Consequently the said article can apply only when the landlord files a suit for recovery of possession of the property from the tenant. As we pointed out already, the present is not a suit by a landlord for recovery of possession of the property from the tenant, but is one for partition and separate possession of the plaintiff's 1/4 share. As a matter of fact, the suit has been valued under Section 37(1) of the Tamil Nadu Court-fees and Suits Valuation Act, 1955. It is not even the case of the second defendant that the suit filed as one for partition was not maintainable and that the suit should have been filed as one for recovery of possession and relevant Court-fee should have been paid. Under these circumstances, the suit being one for partition valued under (section 37 of the Court-fees Act, 1955, for the purpose of Court-fee and jurisdiction, Article 67 of the schedule to the Limitation Act of 1963, referred to above, can have no application. Consequently the learned Judge is in error.

6. Even apart from this, we have to consider the question whether the suit can be said to be barred by limitation. As we pointed out already, the only ground urged by the second defendant was that the first defendant was a lessee of the suit property from Marudachalam, that the lease commenced in 1939, that the lease determined in 1940, that the tenant had not paid any rent and that neither Marudachalam nor the plaintiff nor the third defendant collected any rent. We are of the opinion that the tenant cannot claim title to the demised property by adverse possession, unless he surrenders possession of the property to the landlord. Mere failure on the part of the tenant to pay rent regularly to the landlord cannot clothe him with a right to claim title by prescription.
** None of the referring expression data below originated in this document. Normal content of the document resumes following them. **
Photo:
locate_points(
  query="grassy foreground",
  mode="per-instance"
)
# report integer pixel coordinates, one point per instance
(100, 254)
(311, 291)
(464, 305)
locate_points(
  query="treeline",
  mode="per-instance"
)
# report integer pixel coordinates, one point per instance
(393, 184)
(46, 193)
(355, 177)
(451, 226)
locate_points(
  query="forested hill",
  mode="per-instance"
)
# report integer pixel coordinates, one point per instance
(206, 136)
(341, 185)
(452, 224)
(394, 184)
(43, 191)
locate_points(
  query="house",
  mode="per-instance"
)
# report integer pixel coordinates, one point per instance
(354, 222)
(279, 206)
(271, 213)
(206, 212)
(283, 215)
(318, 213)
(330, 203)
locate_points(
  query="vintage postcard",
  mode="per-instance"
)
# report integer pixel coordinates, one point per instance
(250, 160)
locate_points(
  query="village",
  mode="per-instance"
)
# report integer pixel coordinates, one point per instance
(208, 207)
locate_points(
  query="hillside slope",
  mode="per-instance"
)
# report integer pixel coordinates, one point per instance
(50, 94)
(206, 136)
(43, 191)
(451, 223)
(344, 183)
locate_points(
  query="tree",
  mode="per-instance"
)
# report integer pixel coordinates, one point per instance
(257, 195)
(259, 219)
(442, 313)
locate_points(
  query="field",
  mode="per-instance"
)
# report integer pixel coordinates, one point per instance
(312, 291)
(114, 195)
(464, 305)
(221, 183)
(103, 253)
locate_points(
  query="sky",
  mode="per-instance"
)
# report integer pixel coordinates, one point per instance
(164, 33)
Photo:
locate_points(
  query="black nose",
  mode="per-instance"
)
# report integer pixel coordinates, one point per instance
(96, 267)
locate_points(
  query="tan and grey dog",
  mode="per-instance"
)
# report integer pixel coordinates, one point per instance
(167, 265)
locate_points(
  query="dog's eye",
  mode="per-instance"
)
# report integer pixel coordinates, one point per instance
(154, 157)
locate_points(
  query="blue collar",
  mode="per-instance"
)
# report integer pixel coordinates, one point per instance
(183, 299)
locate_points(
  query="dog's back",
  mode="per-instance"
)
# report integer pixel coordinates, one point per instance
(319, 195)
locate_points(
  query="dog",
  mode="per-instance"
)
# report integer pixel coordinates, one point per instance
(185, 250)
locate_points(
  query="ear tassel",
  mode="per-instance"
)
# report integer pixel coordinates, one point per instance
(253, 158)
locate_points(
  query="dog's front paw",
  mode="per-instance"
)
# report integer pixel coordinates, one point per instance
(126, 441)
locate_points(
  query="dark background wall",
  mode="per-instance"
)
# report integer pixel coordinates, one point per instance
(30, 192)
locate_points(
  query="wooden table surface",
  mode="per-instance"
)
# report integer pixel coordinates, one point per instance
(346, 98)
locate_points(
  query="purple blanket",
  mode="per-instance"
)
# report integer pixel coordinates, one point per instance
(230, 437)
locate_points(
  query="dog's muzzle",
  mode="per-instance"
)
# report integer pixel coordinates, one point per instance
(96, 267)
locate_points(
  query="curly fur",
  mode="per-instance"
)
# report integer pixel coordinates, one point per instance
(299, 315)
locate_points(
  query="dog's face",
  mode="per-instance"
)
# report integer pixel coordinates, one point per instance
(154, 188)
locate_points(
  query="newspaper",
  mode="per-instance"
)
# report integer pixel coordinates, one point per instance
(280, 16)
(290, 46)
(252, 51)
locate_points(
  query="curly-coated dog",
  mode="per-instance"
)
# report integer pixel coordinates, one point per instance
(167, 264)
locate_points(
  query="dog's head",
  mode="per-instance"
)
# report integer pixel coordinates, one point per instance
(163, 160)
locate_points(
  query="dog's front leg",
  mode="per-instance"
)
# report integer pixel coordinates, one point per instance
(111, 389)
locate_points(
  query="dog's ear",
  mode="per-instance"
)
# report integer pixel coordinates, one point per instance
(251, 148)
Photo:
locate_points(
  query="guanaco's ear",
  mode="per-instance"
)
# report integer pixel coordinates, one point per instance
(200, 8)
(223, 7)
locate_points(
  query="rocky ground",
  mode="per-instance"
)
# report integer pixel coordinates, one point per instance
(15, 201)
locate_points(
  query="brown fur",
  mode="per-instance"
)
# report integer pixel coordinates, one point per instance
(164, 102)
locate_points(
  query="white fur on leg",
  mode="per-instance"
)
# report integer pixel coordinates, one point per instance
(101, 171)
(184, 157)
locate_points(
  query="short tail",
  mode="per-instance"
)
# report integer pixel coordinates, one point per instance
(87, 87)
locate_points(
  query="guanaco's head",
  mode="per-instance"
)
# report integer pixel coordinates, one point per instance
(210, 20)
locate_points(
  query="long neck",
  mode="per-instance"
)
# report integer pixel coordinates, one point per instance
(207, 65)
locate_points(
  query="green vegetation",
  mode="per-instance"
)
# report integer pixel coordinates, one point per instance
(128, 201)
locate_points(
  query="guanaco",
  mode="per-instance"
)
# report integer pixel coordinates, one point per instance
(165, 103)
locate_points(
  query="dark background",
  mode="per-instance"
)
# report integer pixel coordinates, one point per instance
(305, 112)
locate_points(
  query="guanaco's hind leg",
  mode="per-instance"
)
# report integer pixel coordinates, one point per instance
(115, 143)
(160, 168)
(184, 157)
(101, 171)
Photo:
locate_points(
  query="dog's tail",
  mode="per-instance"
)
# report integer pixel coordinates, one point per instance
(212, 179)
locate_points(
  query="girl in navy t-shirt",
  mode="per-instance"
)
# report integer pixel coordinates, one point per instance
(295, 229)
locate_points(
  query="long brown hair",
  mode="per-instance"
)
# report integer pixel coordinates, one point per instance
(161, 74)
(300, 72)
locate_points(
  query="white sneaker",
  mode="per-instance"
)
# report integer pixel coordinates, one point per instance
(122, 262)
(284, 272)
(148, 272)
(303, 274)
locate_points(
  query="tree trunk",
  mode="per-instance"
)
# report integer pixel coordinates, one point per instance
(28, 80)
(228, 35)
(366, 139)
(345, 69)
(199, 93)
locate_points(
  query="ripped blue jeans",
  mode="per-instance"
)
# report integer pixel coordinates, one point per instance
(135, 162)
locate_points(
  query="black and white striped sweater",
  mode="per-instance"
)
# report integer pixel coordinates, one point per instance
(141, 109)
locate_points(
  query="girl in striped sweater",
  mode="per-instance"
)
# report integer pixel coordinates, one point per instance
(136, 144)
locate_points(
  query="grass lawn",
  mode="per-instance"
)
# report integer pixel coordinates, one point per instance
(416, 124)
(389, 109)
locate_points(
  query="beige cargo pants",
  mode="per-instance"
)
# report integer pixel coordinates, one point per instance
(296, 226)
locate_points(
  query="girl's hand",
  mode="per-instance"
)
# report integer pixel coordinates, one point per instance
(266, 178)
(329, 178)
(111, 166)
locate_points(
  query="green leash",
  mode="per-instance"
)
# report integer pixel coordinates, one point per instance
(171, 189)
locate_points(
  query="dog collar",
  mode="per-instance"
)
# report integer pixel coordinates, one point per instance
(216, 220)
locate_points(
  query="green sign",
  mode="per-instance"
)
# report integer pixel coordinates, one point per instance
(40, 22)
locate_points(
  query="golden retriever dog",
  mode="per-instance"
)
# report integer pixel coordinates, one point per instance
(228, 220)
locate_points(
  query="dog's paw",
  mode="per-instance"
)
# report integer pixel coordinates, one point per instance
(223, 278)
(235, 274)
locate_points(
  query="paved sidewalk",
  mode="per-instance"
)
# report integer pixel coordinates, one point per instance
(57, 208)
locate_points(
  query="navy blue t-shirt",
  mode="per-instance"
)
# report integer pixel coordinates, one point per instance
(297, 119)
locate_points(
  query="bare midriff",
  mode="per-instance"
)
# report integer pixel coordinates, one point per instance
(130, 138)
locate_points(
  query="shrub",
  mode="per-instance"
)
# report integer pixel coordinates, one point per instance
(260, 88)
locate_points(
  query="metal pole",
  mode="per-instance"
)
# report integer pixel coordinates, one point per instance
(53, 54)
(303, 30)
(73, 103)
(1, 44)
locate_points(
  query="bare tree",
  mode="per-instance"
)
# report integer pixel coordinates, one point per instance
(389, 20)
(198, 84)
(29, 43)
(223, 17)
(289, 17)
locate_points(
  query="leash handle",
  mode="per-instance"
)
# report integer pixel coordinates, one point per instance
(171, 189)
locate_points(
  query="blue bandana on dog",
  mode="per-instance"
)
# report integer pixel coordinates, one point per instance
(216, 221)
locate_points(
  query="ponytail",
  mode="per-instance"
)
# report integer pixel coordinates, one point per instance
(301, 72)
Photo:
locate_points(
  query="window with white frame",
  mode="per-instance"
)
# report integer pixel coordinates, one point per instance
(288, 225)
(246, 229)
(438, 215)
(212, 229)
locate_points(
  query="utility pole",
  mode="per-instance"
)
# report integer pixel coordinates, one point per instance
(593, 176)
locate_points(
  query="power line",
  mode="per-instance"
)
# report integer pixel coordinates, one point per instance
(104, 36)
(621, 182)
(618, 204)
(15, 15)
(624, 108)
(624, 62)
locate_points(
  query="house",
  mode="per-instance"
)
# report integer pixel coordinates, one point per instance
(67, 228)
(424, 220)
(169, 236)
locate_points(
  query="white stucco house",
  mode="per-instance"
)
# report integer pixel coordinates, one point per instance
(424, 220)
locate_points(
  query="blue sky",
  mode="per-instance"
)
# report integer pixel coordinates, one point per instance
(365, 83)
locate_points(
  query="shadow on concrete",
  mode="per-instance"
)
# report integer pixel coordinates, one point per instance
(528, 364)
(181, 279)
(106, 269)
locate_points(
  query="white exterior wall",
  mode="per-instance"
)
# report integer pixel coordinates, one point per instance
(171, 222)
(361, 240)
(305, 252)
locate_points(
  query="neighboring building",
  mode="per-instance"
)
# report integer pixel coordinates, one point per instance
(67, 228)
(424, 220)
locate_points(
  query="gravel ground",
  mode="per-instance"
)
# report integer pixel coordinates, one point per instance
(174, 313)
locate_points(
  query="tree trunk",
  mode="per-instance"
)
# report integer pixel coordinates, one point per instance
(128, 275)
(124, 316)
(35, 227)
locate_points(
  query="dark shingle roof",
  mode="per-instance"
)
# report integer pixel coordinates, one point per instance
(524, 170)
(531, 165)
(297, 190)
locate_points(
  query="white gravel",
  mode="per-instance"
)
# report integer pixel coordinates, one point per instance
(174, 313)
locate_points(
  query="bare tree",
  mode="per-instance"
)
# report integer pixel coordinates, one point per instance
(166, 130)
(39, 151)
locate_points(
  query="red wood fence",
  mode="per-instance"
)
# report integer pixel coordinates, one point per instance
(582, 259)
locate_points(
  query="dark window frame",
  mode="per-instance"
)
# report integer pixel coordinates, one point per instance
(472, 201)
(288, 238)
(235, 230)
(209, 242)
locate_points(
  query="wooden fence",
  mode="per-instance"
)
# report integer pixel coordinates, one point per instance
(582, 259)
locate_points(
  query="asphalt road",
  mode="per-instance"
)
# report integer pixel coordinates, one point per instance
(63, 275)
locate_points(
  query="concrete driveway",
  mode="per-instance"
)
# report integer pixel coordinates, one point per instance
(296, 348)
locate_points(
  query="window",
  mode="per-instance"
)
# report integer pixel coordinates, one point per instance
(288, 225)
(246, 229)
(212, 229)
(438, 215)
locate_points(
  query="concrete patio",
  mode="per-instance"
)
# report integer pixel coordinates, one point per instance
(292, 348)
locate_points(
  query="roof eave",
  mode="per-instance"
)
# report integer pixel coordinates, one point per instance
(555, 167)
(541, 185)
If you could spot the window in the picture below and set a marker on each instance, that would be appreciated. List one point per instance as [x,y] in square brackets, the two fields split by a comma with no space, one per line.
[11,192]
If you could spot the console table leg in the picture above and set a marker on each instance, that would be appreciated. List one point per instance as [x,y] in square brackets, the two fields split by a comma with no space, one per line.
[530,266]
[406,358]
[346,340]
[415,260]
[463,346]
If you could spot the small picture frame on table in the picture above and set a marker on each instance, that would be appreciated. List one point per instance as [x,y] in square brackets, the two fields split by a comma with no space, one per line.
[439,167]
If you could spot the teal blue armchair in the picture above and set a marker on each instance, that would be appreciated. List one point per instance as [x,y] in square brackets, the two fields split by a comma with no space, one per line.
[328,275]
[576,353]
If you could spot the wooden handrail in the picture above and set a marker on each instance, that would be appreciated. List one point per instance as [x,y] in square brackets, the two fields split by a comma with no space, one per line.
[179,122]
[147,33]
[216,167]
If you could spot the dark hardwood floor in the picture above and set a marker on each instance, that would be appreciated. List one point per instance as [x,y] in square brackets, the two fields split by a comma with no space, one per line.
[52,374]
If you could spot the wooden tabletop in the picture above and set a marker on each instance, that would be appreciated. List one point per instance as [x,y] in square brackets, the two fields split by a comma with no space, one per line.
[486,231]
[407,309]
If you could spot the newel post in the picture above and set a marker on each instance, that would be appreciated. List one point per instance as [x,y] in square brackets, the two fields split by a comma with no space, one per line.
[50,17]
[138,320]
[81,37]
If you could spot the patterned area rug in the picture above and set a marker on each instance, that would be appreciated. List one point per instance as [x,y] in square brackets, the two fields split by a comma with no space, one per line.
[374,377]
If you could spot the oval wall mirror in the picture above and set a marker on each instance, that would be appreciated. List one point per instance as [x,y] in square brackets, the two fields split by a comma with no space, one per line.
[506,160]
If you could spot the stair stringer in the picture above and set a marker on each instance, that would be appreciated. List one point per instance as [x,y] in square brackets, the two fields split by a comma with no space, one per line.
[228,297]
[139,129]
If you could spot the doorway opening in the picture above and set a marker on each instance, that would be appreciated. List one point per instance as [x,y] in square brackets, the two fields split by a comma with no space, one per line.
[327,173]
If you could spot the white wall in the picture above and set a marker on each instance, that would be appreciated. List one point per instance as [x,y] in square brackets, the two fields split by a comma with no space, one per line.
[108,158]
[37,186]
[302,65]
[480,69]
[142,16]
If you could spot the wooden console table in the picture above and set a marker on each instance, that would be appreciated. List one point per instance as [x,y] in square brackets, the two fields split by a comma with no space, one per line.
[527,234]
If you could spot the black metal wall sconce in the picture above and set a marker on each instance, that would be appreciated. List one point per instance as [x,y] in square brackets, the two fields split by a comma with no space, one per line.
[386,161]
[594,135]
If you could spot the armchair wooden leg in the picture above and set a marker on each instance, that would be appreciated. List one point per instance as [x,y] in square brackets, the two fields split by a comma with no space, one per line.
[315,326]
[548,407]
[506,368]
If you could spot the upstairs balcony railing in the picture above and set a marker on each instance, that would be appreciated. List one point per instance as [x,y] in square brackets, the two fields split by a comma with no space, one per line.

After all, a claim of title by prescription is one of animus, and there must have been some overt act on the part of the tenant that he intends to claim title in himself hostile to the title of the lessor. No such case has been put forward or proved in this case, and, therefore, even independently of Article 67 of the schedule to the Limitation Act, 1963, adverse possession cannot be said to have been established in the present case. On this ground also the suit instituted by the plaintiff cannot be dismissed.

6. Consequently the appeal is allowed, the judgment and decree of Sethuraman, J., dated 21st November, 1975, in S. A. No. 136 of 1973 are set aside, and the said second appeal will stand dismissed. There will be no order as to costs.